十七歲的顧清時常夢見,一個女人。
那女人生的極美,比得過她僅有的十七年歲月中,所有見過的漂亮女人。
顧清原本藏的極好,她穩穩躲在一處農院的地窖中,用石子抵著地窖一角,靜悄悄等著。
若沒有這一石子,她其實不敢確保在那些東西走前,她是否會被悶死。
外面的屠殺依舊繼續,刀切骨肉,頭顱落地。
“咚咚咚。”
不遠處一長相如鼠的男人死命磕著頭。
“大仙,大仙,勿殺我,我知何處藏有細皮嫩肉女娃,我這臭肉爛骨塞牙,我方才見她入了一間.......。”
'哢。'
刀斬脖頸,血湧如泉。
女人銀鈴般的聲音中充滿厭惡。
“聒噪!”
顧清早屏住了呼吸,閉上眼,動也不敢動。
噠噠噠。
地窖門上被人用刀尖戳著,過了好久,似乎是刀主人覺得太過無趣,提著尖刀,緩緩走遠。
顧清松了氣,剛欲睜眼,一陣濃鬱的血腥氣鑽入她的鼻孔,令人作嘔。
再看時,那長相如老鼠般的男人頭顱被規規整整擺放在地面正中,猙獰的面目正對地窖。
地窖木門忽然被大力掀開。
極美的女人抹著紅唇。
“找到你啦!”
殘垣斷壁的城池廢墟中,女人掐著顧清的脖子,發瘋笑著。
“他們殺的還不乾淨!這兒,還留著一個鮮活的人兒。”
“也不知,鮮活人血,滋-味-如-何?!”
力量懸殊。
被捏起脖子的顧清胡亂踢著。
“哎喲!”
她一腳正中女人下腹,女人哀呼一聲,嗓子裡卻冒出了另外的一道聲音。
“怎麽還踢人呐。”
“這她娘的小師妹,睡著了也不安分。”
今天是朝夕來到玄霄山的第五個年頭。
雖然她又因為罵了一遍二師兄,被罰打掃靈舍。
但她今天最開心了。
聽說山腳下來了個小師妹,她晚飯也不吃了,隨手一丟,臉大的飯碗咻的一聲從空中呈現一條完美的拋物線,吧唧一聲,穩穩蓋在了藥園中,一名正在鋤藥的弟子臉上。
不消片刻,二師兄怒吼的聲音便傳遍了整個藥園。
可罪魁禍首早跑遠遠的。
朝夕一聽是二師兄遭殃,臉都笑開了花。
“嘿嘿,她娘的,活該,讓你罰我。”
但真要說誰是整個玄霄山嘴第二碎的丫頭片子,大師兄林禾說是十一師妹朝夕,沒人敢稱第三。
至於誰是第一嘴碎。
那一定是朝夕天天掛在嘴邊的她娘。
因為朝夕經常說,她娘的,她娘的。
身姿挺拔白衣飄飄的少年郎彎著二指,朝著十一師妹的額頭便是一敲,好聽嗎,好聽就是好頭。

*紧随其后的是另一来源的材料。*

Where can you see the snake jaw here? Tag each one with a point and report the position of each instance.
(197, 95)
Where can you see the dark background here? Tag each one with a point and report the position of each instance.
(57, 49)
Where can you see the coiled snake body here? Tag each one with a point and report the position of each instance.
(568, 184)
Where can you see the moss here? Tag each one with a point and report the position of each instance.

少年滿意的收回手指,也算是替二師弟報了飯碗扣臉之仇。
“塑靈台後,全身經絡與天地靈氣共鳴,免不得沉睡。”
“踢你那是活該,誰叫你嘴那麽欠,說了多少次,少在新來的師弟師妹面前亂嚼碎嘴,咱們玄霄山的風氣都被你帶壞了,被穆師叔聽見了,又是一頓揍。”
朝夕捂著額頭,恨得牙癢癢,卻也急忙閉了小嘴,整個玄霄門,除了穆師叔外,她最怕的便是眼前的少年,跑也跑不過,打也打不過。
玉樹臨風的少年郎,心裡卻是個歪了吧唧的大壞人。
每次她闖禍躲在床底,林禾總能想些法子,變些蟲呀蛇呀老鼠一類的東東逼她出來。
妥妥的大壞蛋,氣得很,氣得很!
朝夕剛要想些歪理辯解一番時,楊禾卻驚喜的說道。
“欸,醒了醒了!”
聽著耳邊的吵吵鬧鬧,顧清疲憊的睜開了眼,入目,潔白的綢緞垂在床架,繡著青紋的棉被蓋在身上,頭下是柔軟的棉枕,又有一股淡淡的檀香繚繞在整個房間。
床前立著兩人,少年劍眉星目,相貌端正,少女明眸皓齒,活潑靈動。
這是....到了哪兒?
一隻溫熱的手伸了過來,扯著顧清臉皮。
“梳洗乾淨這臉蛋還挺白呢,嘖,就是太瘦。”
林禾啪的一下打掉朝夕的小爪子。
“不許動手動腳,萬一把十三師妹嚇跑怎麽辦。”
朝夕的小嘴撅的老高,“哼,想當初剛來時,誰不是被寵的一朵花。“
林禾氣的好笑,“你那是花嘛,我看你是牛屎花。”
十一忍無可忍,挽著袖子就要和大師兄乾架。
“咳咳....。”
床榻之上,瘦弱的少女突然咳了起來,二人急忙關切望了過去,卻看到少女虛弱的撐起身子開口問著。
“二位....仙師,我...是在哪兒?”
仙師!
朝夕算是很久沒聽過這麽高雅的詞匯了,嗯....至少是沒人對她這樣說過,朝夕一屁股坐在床上,捧起顧青一隻冰冷的小手。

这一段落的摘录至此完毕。